On September 1, 2017, the Department of State updated the legal standard in determining what behavior constitutes a “misrepresentation” for purposes of determining inadmissibility. The U.S. immigration laws state that “any alien who, by fraud or willfully misrepresenting a material fact, seeks to procure a visa, other documentation, or admission into the United States or other benefit provided under this Act, is inadmissible.” More specifically, the updated legal standard speaks directly to those who are admitted to the U.S. on a nonimmigrant visa, and violate that status within 90 days.
In the past, the government had a 30/60 Day Rule, which provided officers a guideline to determine if there was any misrepresentation. Under the rule, inconsistent conduct within 30 days of entry created a rebuttable presumption of misrepresentation. Inconsistent conduct after 30 days of entry, but within 60 days of entry, did not create a presumption of misrepresentation, but scrutiny would be high.
This guideline has now been eliminated, and revised to look at status violations or “inconsistent conduct” within 90 days of entry, and after 90 days of entry. Essentially, it extends the time that one is under scrutiny for violation of their original status, to 90 days, and thereafter. Violations of status include engaging in unauthorized employment, or enrolling in a full course of academic study without authorization and/or the appropriate change of status. Violations may also include a nonimmigrant marrying and then applying for adjustment of status.
The notion of misrepresentation and preconceived intent are two separate issues.

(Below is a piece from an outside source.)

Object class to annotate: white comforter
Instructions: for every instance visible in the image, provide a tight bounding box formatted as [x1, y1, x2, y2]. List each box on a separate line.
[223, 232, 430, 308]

For immediate relatives of U.S. citizens, the notion of preconceived intent is not a problem under current case law. However, misrepresentation at any point still comes into play. A hypothetical scenario would be: Sue enters the U.S. on a visitor visa, with the intent to enter and marry her U.S. citizen boyfriend. At the airport, Sue tells the Immigration Officer that she is only here to visit her grandmother for a week. If Sue marries her boyfriend and applies to adjust status, her preconceived intent to enter and marry her boyfriend is not an issue. However, her misrepresentation to the Officer at the airport is a problem, and she may need a waiver of inadmissibility.
The law in this regard can be complicated, so speak to a knowledgeable attorney if this updated provision can affect you.